On the supply side, CoreWeave depends exclusively on Nvidia for its GPU hardware. That relationship is a competitive advantage when chips are scarce, and a single point of failure if Nvidia prioritises other customers or supply chains buckle.

The founders have been selling

CoreWeave’s three co-founders have sold $2.3 billion in stock since the company’s lockup period expired in August 2025, according to Bloomberg. Venturo, the chief strategy officer, accounts for more than $1.1 billion of those sales.

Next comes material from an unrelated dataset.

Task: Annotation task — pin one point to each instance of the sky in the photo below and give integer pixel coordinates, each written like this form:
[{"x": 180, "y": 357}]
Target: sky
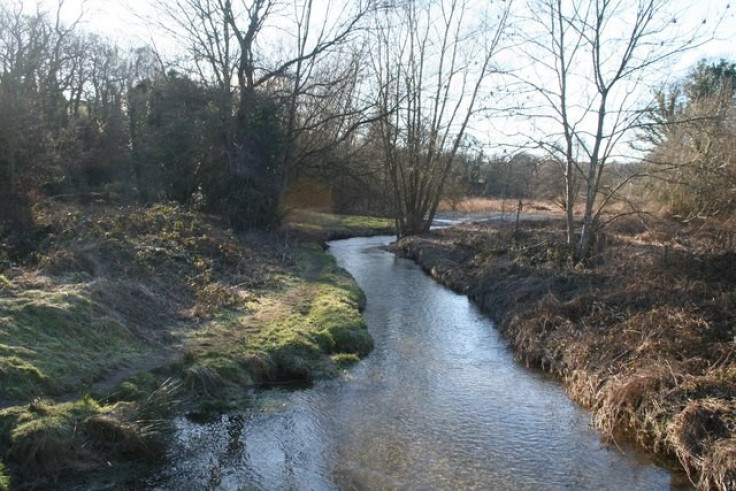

The sales were executed under pre-arranged 10b5-1 trading plans, and the founders retain sizable stakes, with Intrator still the largest individual shareholder at 10.4% of outstanding shares. CoreWeave’s stock has roughly doubled from its $40 IPO price, giving the company a market capitalisation of about $54 billion.

What Nasdaq-100 inclusion means

Index inclusion forces passive funds that track the Nasdaq-100 to buy CoreWeave shares, creating a mechanical demand boost. The stock rose roughly 5% in premarket trading after the announcement.

The broader signal is that Wall Street now treats GPU cloud infrastructure as a core sector of the technology economy, not a speculative bet. Three of the five companies joining the index this quarter, CoreWeave, Nebius, and Astera Labs, are AI infrastructure plays.

Whether the $99 billion backlog converts to sustained profit is another question. CoreWeave is burning cash, carrying $25 billion in debt, and operating at a 1% adjusted operating margin.

The Nasdaq-100 badge validates the growth story. The balance sheet still has to deliver on it.